Lewis has taught me a style of approach that I try to follow in my own writings. To quote William James, “… in the metaphysical and religious sphere, articulate reasons are cogent for us only when our inarticulate feelings of reality have already been impressed in favor of the same conclusion.” In other words, we rarely accept a logical argument unless it fits an intuitive sense of reality. The writer’s challenge is to nurture that intuitive sense — as Lewis had done for me with his space trilogy before I encountered his apologetics. Lewis himself converted to Christianity only after sensing that it corresponded to his deepest longings, his Sehnsucht.

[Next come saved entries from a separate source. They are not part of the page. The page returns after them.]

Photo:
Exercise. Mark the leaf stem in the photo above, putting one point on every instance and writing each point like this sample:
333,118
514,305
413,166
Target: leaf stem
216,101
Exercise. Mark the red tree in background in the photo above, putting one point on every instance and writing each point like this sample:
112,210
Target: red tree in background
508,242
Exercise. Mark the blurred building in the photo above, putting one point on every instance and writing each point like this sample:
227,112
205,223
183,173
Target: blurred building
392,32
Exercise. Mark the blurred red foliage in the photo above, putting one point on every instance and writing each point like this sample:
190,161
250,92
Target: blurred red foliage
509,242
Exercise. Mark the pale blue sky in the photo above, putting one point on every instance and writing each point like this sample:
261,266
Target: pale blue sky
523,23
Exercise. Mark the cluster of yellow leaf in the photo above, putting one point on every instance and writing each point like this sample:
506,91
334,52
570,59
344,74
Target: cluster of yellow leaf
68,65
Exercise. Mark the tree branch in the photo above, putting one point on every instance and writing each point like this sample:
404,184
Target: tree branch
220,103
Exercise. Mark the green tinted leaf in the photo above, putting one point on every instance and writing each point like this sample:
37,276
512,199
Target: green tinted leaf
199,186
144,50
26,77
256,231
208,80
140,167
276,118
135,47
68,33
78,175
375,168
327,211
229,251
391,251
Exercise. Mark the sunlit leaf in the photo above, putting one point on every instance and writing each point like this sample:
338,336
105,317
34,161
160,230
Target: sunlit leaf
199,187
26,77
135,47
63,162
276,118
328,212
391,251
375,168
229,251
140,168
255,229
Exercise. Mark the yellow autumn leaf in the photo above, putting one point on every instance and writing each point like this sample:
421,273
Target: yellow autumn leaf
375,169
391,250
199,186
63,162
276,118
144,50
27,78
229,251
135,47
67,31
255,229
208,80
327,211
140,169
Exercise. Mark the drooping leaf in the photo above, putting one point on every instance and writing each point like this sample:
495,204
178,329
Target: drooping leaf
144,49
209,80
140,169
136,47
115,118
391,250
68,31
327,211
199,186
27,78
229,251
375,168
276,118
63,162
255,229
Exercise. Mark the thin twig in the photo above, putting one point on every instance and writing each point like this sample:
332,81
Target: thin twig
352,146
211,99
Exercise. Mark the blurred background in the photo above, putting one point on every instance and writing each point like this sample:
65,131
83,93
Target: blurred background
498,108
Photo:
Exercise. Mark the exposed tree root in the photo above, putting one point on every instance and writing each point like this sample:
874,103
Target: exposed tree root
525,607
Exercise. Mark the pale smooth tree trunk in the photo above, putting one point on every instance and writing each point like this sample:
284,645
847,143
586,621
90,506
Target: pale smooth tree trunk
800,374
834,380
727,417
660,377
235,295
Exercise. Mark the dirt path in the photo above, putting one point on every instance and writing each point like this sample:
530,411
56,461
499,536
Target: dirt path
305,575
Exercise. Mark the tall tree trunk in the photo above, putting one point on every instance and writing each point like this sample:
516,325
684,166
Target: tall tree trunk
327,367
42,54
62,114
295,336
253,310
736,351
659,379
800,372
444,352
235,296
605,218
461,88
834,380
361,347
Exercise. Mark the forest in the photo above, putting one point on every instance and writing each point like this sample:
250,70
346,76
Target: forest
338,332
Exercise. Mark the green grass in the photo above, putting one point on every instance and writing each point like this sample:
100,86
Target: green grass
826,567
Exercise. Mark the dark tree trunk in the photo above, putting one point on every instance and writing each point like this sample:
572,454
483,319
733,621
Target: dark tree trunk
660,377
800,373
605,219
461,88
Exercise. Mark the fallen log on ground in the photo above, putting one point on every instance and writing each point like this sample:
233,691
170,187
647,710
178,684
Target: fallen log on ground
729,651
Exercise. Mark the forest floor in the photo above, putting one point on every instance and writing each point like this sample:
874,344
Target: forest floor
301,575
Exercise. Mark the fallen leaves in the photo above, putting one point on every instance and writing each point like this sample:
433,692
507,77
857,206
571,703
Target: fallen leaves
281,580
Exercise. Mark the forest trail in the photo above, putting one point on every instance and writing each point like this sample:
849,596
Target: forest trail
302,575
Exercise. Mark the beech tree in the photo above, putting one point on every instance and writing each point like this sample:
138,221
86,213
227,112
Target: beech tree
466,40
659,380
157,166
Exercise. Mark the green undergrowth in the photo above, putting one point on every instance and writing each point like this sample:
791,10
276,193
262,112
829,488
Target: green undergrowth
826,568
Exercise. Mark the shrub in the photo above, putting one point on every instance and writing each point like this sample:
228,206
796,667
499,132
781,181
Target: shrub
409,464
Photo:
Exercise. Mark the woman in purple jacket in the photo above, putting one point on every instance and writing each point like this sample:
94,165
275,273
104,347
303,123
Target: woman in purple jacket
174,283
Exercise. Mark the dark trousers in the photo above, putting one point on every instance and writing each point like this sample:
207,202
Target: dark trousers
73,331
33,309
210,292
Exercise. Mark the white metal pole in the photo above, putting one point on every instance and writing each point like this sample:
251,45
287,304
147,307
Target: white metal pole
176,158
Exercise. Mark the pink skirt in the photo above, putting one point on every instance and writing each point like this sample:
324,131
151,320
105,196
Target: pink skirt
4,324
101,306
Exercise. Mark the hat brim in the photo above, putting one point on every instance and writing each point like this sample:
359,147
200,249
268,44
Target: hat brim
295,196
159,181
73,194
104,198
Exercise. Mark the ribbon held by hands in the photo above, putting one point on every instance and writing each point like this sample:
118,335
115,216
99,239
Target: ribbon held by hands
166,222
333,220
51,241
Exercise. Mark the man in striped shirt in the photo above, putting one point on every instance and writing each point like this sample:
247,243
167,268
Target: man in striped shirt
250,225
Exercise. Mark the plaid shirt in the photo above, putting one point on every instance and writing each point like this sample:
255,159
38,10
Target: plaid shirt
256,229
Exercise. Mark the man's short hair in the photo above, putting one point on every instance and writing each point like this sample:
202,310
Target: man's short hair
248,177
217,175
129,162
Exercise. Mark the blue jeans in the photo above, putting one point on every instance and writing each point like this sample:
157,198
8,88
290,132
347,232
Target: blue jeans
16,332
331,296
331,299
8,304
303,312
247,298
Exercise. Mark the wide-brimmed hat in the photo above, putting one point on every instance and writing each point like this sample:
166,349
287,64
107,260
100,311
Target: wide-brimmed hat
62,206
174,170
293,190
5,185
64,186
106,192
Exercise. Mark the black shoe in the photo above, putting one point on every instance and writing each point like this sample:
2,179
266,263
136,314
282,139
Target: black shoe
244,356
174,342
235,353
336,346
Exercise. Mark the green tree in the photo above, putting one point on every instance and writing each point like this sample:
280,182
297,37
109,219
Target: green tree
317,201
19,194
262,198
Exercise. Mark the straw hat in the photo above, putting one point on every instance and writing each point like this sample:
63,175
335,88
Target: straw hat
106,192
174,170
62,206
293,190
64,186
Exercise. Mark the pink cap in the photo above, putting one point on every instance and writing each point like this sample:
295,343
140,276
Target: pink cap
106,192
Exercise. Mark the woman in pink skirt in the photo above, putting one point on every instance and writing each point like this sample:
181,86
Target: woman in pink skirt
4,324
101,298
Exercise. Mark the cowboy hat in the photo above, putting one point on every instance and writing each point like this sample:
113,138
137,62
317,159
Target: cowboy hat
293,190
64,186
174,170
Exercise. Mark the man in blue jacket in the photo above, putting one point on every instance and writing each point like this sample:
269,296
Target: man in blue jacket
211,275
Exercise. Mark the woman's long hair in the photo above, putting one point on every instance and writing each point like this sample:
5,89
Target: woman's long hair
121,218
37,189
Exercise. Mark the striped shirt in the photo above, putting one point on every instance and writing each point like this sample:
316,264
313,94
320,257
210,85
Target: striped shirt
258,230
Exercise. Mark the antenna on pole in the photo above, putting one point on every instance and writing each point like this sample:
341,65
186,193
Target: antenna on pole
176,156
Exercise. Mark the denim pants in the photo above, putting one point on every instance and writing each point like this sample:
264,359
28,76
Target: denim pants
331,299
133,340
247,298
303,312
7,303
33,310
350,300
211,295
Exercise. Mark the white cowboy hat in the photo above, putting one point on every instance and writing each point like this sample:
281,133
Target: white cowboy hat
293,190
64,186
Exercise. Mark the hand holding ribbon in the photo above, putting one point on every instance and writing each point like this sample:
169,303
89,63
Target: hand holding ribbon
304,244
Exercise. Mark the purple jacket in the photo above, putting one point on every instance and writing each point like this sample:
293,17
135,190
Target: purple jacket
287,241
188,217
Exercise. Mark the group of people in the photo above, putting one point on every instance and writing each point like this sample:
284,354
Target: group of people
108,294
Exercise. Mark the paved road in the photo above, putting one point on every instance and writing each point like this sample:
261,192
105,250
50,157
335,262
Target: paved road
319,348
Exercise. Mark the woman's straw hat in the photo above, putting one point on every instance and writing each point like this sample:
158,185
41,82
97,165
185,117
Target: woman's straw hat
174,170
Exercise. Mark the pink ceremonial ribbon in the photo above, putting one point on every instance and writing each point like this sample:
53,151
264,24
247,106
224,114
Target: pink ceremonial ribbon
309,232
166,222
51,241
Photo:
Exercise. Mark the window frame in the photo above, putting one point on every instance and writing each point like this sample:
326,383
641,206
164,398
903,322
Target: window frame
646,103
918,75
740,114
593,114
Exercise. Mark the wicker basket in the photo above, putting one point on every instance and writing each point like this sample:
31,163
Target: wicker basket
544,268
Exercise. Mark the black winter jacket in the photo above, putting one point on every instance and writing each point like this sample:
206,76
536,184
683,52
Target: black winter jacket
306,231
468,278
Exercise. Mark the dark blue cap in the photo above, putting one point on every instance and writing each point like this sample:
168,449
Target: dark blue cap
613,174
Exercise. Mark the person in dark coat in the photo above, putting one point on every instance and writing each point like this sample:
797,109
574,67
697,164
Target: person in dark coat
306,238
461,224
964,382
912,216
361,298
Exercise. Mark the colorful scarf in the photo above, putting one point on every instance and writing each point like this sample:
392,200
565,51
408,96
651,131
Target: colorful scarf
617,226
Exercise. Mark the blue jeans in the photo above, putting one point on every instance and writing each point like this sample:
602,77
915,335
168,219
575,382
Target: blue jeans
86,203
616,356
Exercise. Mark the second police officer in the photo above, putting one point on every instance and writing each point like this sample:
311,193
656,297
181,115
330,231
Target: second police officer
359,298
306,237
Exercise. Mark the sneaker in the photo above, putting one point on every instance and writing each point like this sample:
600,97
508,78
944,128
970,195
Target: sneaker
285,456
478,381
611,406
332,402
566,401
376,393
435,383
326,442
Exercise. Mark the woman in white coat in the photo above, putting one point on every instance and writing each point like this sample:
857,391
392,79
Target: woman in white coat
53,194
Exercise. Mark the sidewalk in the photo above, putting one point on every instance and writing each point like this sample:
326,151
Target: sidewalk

Lewis’s background of atheism and doubt gave him a lifelong understanding of and compassion for readers who would not accept his words. He had engaged in a gallant tug of war with God, only to find that the God on the other end of the rope was entirely different from what he had imagined. Likewise, I had to overcome an image of God marred by an angry and legalistic church. I fought hard against a cosmic bully only to discover a God of grace and mercy.
Love Philip Yancey. I’m so excited I’ll see him deliver a plenary address in Cambridge in a few weeks for the C.S. Lewis Summer Institute: http://www.cslewis.org/programs/oxbridge/2008/program.html
I’m presenting a paper on I’m Not There at the same conference.